The whooping crane, our tallest bird, is native only to North America. Listed as highly endangered, the sole remaining natural wild migratory flock winters in Texas with breeding and nesting in northern Canada. Efforts are underway to re-establish a second migratory flock between Wisconsin and Florida with the use of ultra-light aircraft teaching the young cranes the migration route. There are currently 72 whooping cranes in that re-introduced flock. A non-migratory flock in central Florida numbers 37 cranes. Whooping cranes are bred in 5 locations in North America with young of the year used for re-introductions.

Whooping crane populations dipped to fewer than thirty
birds during the late 1930s. Through extensive conservation efforts the flock that winters in Texas has increased to 266 individuals according to the 2007 census figures. The whooping crane population increased dramatically by 30 birds in 2007 as a record 65 nests produced 39 fledged young that reached the wintering grounds. Nine white-plumaged cranes died from unknown causes during the year. Current total population is approximately 523 birds including captive, non-migratory, and migratory flocks.

Plumage is almost entirely white with black primaries, has
black bristles on carmine crown. Chicks are mottled cinnamon, fading to white with cinnamon skull cap as sub-adults.
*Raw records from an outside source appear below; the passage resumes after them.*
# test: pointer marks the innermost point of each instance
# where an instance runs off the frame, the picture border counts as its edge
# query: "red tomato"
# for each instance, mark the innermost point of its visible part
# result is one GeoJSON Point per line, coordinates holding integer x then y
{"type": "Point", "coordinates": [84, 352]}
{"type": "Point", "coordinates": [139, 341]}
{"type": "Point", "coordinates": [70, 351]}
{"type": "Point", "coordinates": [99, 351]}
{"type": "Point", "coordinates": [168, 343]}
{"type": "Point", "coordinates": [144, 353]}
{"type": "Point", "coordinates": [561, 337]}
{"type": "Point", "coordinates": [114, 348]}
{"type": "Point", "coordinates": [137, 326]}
Greatest threats are habitat loss, loss of freshwater inflows, and collision with man-made obstructions such a power lines, fences and wind turbines. Though sexually mature at three years, most whoopers do not reproduce until age five.

Whoopers arrive in Texas during October and remain through early April. While spending the day of March 15 on San Antonio Bay with our editor, Capt. Everett Johnson, we counted 33 individual whooping cranes; approximately 12% of the total North American migratory population… awful cool. The greatest number was sighted on Welder Flats, Shoalwater Bay, and several pairs in the marshes of Matagorda Island.